Server-driven paywall A/B testing that moves revenue

TL;DR

Most teams A/B test paywall conversion rate, ship the “winner,” and watch revenue stay flat. Conversion rate without discount depth is a vanity metric. This post covers the full architecture: RevenueCat custom placements for server-driven paywalls, feature flag integration for cohort targeting, platform-specific exit offer triggers on Android and iOS, and the statistical framework that tests revenue-per-user instead of conversion rate. Includes sample size math, sequential testing to avoid peeking problems, and cohort isolation for small-audience apps.

The architecture: server-driven paywalls

You want to change what users see on the paywall (offer tiers, copy, discount depth, exit intent triggers) without shipping an app update. The pipeline:

[RevenueCat Offerings + Custom Placements]
        ↓
[Feature Flag Service (LaunchDarkly / Statsig)]
        ↓  cohort assignment + payload
[Client SDK fetches placement config]
        ↓
[Render paywall variant → track events → measure LTV]

RevenueCat’s custom placements let you define named paywall surfaces (main_paywall, exit_offer, upgrade_nudge) and map each to a specific offering remotely. Combine this with a feature flag service that assigns users to experiment cohorts, and you control the entire presentation layer from your dashboard.

The client code stays thin. On Android with Kotlin:

val placement = Purchases.sharedInstance.getCustomPlacement("exit_offer")
val offering = placement?.availablePackages ?: return
// Render server-defined paywall variant

No hardcoded product IDs. No app update to test a new discount tier.

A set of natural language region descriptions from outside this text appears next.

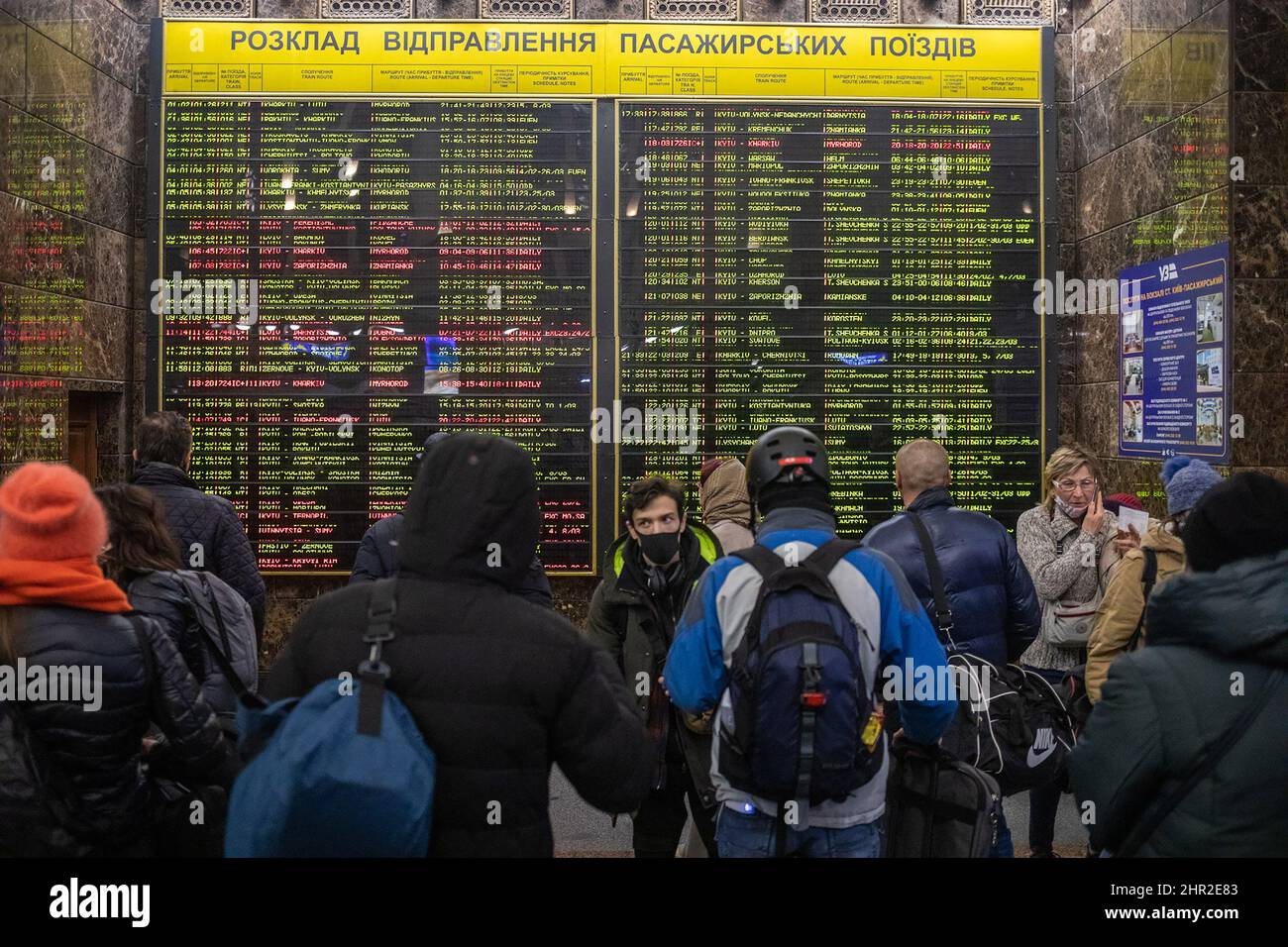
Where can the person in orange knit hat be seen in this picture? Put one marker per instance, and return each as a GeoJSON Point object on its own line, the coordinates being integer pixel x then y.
{"type": "Point", "coordinates": [81, 680]}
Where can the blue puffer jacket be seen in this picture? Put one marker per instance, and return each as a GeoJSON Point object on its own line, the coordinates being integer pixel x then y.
{"type": "Point", "coordinates": [996, 611]}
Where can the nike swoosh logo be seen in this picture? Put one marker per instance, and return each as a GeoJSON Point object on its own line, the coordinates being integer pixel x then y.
{"type": "Point", "coordinates": [1035, 758]}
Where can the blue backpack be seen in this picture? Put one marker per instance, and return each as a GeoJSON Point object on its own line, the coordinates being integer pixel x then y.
{"type": "Point", "coordinates": [335, 776]}
{"type": "Point", "coordinates": [803, 712]}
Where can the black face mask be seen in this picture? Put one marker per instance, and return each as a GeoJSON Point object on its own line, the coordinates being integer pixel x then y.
{"type": "Point", "coordinates": [660, 548]}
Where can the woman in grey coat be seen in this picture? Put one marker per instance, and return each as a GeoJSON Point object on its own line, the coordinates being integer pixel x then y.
{"type": "Point", "coordinates": [1068, 547]}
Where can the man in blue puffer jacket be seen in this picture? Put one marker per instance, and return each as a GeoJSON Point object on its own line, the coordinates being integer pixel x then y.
{"type": "Point", "coordinates": [789, 480]}
{"type": "Point", "coordinates": [996, 611]}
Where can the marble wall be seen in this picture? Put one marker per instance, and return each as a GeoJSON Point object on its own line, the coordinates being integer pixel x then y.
{"type": "Point", "coordinates": [71, 175]}
{"type": "Point", "coordinates": [1163, 94]}
{"type": "Point", "coordinates": [1153, 99]}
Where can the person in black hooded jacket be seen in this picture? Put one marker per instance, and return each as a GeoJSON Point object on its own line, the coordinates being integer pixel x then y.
{"type": "Point", "coordinates": [206, 528]}
{"type": "Point", "coordinates": [1211, 678]}
{"type": "Point", "coordinates": [498, 686]}
{"type": "Point", "coordinates": [377, 557]}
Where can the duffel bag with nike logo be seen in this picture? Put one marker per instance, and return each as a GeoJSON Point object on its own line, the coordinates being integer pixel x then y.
{"type": "Point", "coordinates": [1010, 722]}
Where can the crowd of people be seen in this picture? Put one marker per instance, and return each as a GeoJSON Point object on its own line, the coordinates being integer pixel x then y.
{"type": "Point", "coordinates": [728, 677]}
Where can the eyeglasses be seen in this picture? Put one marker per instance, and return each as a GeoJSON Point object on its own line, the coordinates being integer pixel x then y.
{"type": "Point", "coordinates": [1069, 486]}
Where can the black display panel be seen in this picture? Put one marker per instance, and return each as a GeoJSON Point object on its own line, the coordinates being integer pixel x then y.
{"type": "Point", "coordinates": [862, 269]}
{"type": "Point", "coordinates": [370, 272]}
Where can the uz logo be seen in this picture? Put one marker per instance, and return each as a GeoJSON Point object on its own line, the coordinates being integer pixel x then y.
{"type": "Point", "coordinates": [1043, 745]}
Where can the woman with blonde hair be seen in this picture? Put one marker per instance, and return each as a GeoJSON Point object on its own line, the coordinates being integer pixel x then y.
{"type": "Point", "coordinates": [1068, 547]}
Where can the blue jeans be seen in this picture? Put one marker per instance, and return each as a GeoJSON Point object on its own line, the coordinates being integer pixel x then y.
{"type": "Point", "coordinates": [742, 835]}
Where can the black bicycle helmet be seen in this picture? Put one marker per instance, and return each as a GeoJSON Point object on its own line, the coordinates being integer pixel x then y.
{"type": "Point", "coordinates": [786, 455]}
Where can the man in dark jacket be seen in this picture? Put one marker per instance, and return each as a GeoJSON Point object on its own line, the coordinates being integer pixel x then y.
{"type": "Point", "coordinates": [1216, 648]}
{"type": "Point", "coordinates": [648, 577]}
{"type": "Point", "coordinates": [498, 686]}
{"type": "Point", "coordinates": [206, 528]}
{"type": "Point", "coordinates": [377, 554]}
{"type": "Point", "coordinates": [995, 611]}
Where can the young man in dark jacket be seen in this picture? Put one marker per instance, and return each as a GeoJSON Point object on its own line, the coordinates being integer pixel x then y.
{"type": "Point", "coordinates": [206, 528]}
{"type": "Point", "coordinates": [648, 577]}
{"type": "Point", "coordinates": [995, 612]}
{"type": "Point", "coordinates": [995, 609]}
{"type": "Point", "coordinates": [377, 553]}
{"type": "Point", "coordinates": [1216, 647]}
{"type": "Point", "coordinates": [500, 688]}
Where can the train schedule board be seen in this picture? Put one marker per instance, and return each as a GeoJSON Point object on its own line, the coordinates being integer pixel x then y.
{"type": "Point", "coordinates": [627, 247]}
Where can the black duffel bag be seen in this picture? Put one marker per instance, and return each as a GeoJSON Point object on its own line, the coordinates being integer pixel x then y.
{"type": "Point", "coordinates": [938, 806]}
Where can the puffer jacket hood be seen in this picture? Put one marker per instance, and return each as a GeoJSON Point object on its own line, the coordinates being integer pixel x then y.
{"type": "Point", "coordinates": [1240, 609]}
{"type": "Point", "coordinates": [475, 496]}
{"type": "Point", "coordinates": [724, 495]}
{"type": "Point", "coordinates": [1159, 539]}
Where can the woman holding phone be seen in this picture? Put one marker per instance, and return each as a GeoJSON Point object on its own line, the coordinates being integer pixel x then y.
{"type": "Point", "coordinates": [1068, 547]}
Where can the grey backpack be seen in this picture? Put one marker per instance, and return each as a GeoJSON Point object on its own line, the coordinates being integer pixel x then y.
{"type": "Point", "coordinates": [227, 629]}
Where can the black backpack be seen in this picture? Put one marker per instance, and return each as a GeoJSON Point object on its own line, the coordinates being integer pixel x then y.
{"type": "Point", "coordinates": [1010, 723]}
{"type": "Point", "coordinates": [938, 806]}
{"type": "Point", "coordinates": [805, 729]}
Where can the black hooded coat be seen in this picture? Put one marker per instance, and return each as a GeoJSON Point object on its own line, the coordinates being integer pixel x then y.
{"type": "Point", "coordinates": [498, 686]}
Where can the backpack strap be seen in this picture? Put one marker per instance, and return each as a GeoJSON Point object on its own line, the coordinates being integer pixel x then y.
{"type": "Point", "coordinates": [823, 560]}
{"type": "Point", "coordinates": [943, 616]}
{"type": "Point", "coordinates": [374, 673]}
{"type": "Point", "coordinates": [771, 566]}
{"type": "Point", "coordinates": [1147, 582]}
{"type": "Point", "coordinates": [214, 607]}
{"type": "Point", "coordinates": [1205, 764]}
{"type": "Point", "coordinates": [226, 667]}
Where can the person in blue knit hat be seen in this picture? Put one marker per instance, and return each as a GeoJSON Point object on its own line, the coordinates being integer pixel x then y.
{"type": "Point", "coordinates": [1121, 617]}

Exit offers: platform-specific triggers

Exit offers fire when a user signals intent to leave the paywall. Detection differs quite a bit across platforms.

Signal	Android	iOS
Back navigation	`OnBackPressedCallback` via `BackHandler`	`UIAdaptivePresentationControllerDelegate.presentationControllerDidAttemptToDismiss`
Swipe dismiss	N/A (back gesture covers this)	`UISheetPresentationController` delegate callbacks
Lifecycle-aware timeout	`Lifecycle.Event.ON_PAUSE` after threshold	`viewWillDisappear` with timer validation
Trigger control	Server flag: `exit_offer_enabled`	Same flag, shared config

One thing that will bite you: on iOS with StoreKit 2, subscription offer eligibility (isEligibleForIntroOffer) is async and user-specific. On Android with Google Play Billing Library 7, offer eligibility lives in ProductDetails.SubscriptionOfferDetails. You must pre-fetch eligibility before showing the exit offer. A 300ms delay on an exit intent screen kills the interaction.

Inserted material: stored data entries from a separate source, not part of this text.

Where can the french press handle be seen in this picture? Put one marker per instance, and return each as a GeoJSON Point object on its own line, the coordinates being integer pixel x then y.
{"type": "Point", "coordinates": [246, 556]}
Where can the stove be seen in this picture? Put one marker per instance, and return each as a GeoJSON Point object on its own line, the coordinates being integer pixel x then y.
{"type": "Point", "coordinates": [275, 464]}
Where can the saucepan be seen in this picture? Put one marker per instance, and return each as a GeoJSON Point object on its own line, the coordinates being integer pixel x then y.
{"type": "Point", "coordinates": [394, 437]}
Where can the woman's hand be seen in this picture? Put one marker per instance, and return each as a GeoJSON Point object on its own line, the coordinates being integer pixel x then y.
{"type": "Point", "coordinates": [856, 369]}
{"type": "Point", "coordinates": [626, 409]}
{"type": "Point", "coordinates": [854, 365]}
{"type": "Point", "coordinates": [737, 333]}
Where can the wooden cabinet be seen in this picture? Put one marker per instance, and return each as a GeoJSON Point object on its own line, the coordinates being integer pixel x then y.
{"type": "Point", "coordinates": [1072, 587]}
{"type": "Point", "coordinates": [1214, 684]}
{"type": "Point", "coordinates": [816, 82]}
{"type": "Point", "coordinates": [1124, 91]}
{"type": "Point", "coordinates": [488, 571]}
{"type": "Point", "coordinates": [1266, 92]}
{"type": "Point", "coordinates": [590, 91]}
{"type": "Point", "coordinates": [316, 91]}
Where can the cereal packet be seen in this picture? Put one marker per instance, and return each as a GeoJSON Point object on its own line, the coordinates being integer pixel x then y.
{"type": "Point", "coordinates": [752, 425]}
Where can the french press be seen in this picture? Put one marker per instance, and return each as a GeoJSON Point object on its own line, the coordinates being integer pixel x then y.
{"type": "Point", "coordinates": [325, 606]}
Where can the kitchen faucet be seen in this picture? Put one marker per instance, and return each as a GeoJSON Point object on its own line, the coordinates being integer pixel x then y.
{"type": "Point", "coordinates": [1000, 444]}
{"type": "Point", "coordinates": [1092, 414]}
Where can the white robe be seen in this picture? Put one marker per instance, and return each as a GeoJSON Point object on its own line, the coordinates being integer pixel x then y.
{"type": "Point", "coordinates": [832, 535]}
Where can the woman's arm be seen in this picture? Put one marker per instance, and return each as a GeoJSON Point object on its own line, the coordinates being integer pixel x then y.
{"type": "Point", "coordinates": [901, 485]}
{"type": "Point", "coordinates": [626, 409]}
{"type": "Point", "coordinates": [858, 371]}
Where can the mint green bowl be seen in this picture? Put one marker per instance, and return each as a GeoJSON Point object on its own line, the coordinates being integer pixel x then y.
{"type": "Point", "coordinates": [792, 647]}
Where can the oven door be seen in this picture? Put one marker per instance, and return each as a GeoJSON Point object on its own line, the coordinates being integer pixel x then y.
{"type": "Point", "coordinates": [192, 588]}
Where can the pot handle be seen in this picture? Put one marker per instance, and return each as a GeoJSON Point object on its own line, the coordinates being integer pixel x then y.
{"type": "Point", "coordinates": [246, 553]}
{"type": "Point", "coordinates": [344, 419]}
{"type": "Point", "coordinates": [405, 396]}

The statistical framework that actually works

Most teams test conversion rate as the primary metric. This is the wrong metric.

Consider two variants:

Variant	Conversion Rate	Avg Discount	Revenue Per User
A (no discount)	3.2%	0%	$1.92
B (50% off annual)	5.8%	50%	$1.45

Variant B “wins” on conversion. Variant A generates 32% more revenue per user exposed. I’ve seen teams ship Variant B and then spend quarters trying to figure out why MRR didn’t move.

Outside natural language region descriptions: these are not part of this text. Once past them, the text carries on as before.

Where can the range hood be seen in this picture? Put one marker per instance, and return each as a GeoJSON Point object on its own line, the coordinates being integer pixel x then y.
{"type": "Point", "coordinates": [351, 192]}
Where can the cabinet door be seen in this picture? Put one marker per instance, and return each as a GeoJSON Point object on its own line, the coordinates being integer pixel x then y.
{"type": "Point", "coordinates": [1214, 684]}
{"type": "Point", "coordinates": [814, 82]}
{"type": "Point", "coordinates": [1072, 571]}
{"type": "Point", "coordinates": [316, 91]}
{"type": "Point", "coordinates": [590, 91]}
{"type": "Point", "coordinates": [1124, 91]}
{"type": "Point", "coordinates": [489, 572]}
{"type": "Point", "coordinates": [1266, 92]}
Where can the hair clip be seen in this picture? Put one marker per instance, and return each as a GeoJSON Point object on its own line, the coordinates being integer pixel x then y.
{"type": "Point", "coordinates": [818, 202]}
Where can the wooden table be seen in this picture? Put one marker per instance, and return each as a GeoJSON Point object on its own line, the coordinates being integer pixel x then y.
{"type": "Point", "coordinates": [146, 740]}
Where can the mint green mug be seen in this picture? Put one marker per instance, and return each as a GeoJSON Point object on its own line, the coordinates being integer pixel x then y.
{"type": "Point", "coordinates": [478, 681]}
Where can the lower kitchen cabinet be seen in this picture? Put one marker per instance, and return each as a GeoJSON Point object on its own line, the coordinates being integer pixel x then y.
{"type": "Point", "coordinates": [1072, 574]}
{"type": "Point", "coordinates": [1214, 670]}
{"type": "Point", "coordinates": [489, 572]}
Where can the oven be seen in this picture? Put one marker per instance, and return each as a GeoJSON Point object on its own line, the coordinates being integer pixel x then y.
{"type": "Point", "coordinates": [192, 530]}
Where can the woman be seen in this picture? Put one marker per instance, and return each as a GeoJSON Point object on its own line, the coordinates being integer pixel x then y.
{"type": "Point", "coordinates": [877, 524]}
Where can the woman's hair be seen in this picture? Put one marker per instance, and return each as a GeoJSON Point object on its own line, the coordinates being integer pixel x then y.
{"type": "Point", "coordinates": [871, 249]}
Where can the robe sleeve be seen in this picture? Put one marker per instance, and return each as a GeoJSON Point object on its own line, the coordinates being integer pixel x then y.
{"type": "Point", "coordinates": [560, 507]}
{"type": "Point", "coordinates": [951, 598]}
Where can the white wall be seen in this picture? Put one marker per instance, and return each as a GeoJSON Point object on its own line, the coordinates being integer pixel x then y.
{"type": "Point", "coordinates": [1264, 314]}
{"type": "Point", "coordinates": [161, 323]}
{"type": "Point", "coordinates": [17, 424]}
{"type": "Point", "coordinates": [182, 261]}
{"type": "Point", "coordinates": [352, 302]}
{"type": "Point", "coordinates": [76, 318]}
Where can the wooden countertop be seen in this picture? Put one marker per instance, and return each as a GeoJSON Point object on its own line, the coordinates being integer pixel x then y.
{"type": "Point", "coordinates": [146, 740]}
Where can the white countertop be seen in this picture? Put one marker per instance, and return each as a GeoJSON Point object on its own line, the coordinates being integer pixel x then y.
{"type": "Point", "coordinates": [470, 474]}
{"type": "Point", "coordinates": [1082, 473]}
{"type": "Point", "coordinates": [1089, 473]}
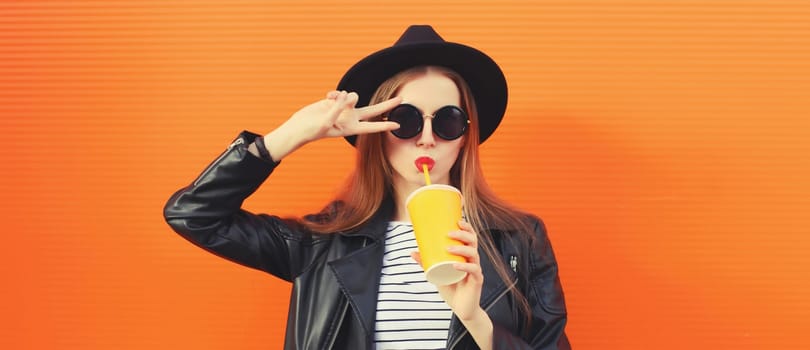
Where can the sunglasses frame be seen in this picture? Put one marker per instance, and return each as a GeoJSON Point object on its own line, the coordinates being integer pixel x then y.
{"type": "Point", "coordinates": [433, 116]}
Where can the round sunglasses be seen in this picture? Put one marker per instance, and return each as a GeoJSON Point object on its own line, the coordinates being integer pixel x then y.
{"type": "Point", "coordinates": [449, 122]}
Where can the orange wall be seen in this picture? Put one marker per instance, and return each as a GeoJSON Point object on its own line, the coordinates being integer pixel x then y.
{"type": "Point", "coordinates": [665, 143]}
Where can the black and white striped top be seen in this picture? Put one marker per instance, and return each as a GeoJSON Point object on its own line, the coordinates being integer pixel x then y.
{"type": "Point", "coordinates": [410, 312]}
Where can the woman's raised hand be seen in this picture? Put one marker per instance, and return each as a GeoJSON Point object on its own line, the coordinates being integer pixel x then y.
{"type": "Point", "coordinates": [335, 116]}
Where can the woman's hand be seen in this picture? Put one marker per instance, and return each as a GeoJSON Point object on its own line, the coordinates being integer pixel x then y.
{"type": "Point", "coordinates": [464, 296]}
{"type": "Point", "coordinates": [334, 116]}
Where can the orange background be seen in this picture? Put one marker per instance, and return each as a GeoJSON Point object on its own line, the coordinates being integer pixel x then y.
{"type": "Point", "coordinates": [665, 143]}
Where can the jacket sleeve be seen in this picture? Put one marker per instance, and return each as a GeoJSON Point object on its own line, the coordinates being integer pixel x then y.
{"type": "Point", "coordinates": [208, 213]}
{"type": "Point", "coordinates": [546, 329]}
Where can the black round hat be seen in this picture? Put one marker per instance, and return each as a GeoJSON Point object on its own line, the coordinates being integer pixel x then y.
{"type": "Point", "coordinates": [420, 45]}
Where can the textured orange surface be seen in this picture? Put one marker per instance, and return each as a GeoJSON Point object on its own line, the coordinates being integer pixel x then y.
{"type": "Point", "coordinates": [665, 143]}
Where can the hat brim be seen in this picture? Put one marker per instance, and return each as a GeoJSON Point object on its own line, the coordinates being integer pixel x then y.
{"type": "Point", "coordinates": [485, 79]}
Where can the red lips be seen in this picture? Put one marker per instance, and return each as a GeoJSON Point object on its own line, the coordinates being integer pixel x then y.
{"type": "Point", "coordinates": [426, 161]}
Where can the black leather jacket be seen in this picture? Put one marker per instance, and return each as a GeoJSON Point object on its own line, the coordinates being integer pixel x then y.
{"type": "Point", "coordinates": [336, 276]}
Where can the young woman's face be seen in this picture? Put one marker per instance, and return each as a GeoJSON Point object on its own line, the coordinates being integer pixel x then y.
{"type": "Point", "coordinates": [428, 93]}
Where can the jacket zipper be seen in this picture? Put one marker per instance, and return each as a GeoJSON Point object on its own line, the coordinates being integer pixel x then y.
{"type": "Point", "coordinates": [331, 342]}
{"type": "Point", "coordinates": [233, 144]}
{"type": "Point", "coordinates": [465, 331]}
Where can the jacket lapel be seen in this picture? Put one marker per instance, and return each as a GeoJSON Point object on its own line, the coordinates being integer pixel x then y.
{"type": "Point", "coordinates": [358, 273]}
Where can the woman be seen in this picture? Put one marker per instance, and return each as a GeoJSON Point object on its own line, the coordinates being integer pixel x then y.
{"type": "Point", "coordinates": [357, 282]}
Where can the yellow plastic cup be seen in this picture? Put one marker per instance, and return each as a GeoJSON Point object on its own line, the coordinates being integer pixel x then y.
{"type": "Point", "coordinates": [435, 211]}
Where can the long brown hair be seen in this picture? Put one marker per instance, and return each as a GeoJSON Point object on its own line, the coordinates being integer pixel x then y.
{"type": "Point", "coordinates": [371, 182]}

Your primary metric should be revenue-per-user (RPU): total revenue generated divided by total users exposed to the paywall, including non-converters.

Sample size and sequential testing

RPU has high variance (coefficient of variation ~3-5x for typical subscription apps), so you need much larger samples than conversion rate tests. A rough formula:

n = (2 * (Z_α/2 + Z_β)² * σ²) / δ²

For a 10% RPU lift detection at 80% power and 95% confidence with high-variance revenue data, expect needing 5,000-10,000 users per variant minimum.

The peeking problem: checking results daily and stopping when you see significance inflates your false positive rate from 5% to over 25%. Use sequential testing, either a Bayesian approach with credible intervals or group sequential methods with O’Brien-Fleming spending functions. Statsig handles this natively. With LaunchDarkly, you’ll need to implement the stopping rules yourself or export to a proper experimentation platform.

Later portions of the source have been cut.